On average, the generalization error is approximately 12%.

## Algorithms

• All solvers implement L1 soft-margin minimization.

• `fitcsvm` and `svmtrain` use, among other algorithms, SMO for optimization. The software implements SMO differently between the two functions, but numerical studies show that there is sensible agreement in the results.

• For one-class learning, the software estimates the Lagrange multipliers, α1,...,αn, such that

$\sum _{j=1}^{n}{\alpha }_{j}=n\nu .$

• For two-class learning, if you specify a cost matrix C, then the software updates the class prior probabilities (p) to pc by incorporating the penalties described in C. The formula for the updated prior probability vector is

${p}_{c}=\frac{p\prime C}{\sum p\prime C}.$

Subsequently, the software resets the cost matrix to the default:

$C=\left[\begin{array}{cc}0& 1\\ 1& 0\end{array}\right].$

• If you set `'Standardize',true` when you train the SVM classifier using `fitcsvm`, then the software trains the classifier using the standardized predictor matrix, but stores the unstandardized data in the classifier property `X`. However, if you standardize the data, then the data size in memory doubles until optimization ends.

• If you set `'Standardize',true` and any of `'Cost'`, `'Prior'`, or `'Weights'`, then the software standardizes the predictors using their corresponding weighted means and weighted standard deviations.

• Let `p` be the proportion of outliers you expect in the training data. If you use `'OutlierFraction',p` when you train the SVM classifier using `fitcsvm`, then:

• For one-class learning, the software trains the bias term such that 100`p`% of the observations in the training data have negative scores.

• The software implements robust learning for two-class learning. In other words, the software attempts to remove 100`p`% of the observations when the optimization algorithm converges. The removed observations correspond to gradients that are large in magnitude.

## References

[1] Hastie, T., R. Tibshirani, and J. Friedman. The Elements of Statistical Learning, Second Edition. NY: Springer, 2008.
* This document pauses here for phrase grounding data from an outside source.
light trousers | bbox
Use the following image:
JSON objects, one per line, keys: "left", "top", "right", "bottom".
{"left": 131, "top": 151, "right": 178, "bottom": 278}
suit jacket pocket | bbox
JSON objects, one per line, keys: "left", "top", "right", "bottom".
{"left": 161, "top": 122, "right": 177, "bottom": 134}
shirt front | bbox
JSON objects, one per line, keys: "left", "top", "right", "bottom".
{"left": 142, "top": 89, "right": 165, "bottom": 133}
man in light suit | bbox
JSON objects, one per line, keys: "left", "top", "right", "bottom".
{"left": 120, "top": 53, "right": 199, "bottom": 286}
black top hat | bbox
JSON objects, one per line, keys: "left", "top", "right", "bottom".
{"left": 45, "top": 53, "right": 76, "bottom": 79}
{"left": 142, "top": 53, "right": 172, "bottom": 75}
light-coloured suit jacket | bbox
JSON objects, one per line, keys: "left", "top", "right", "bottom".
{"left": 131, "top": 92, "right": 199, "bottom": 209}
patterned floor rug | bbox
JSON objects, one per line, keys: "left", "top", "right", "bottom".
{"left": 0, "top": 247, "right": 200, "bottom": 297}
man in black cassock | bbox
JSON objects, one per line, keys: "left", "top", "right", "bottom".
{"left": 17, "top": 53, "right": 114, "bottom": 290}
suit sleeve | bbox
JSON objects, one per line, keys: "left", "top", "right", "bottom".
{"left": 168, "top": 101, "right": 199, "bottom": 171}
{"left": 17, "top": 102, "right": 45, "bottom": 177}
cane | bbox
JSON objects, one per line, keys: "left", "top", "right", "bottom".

[2] Scholkopf, B., J. C. Platt, J. C. Shawe-Taylor, A. J. Smola, and R. C. Williamson. "Estimating the Support of a High-Dimensional Distribution." Neural Comput., Vol. 13, Number 7, 2001, pp. 1443–1471.

[3] Christianini, N., and J. C. Shawe-Taylor. An Introduction to Support Vector Machines and Other Kernel-Based Learning Methods. Cambridge, UK: Cambridge University Press, 2000.

[4] Scholkopf, B. and A. Smola. Learning with Kernels: Support Vector Machines, Regularization, Optimization and Beyond, Adaptive Computation and Machine Learning Cambridge, MA: The MIT Press, 2002.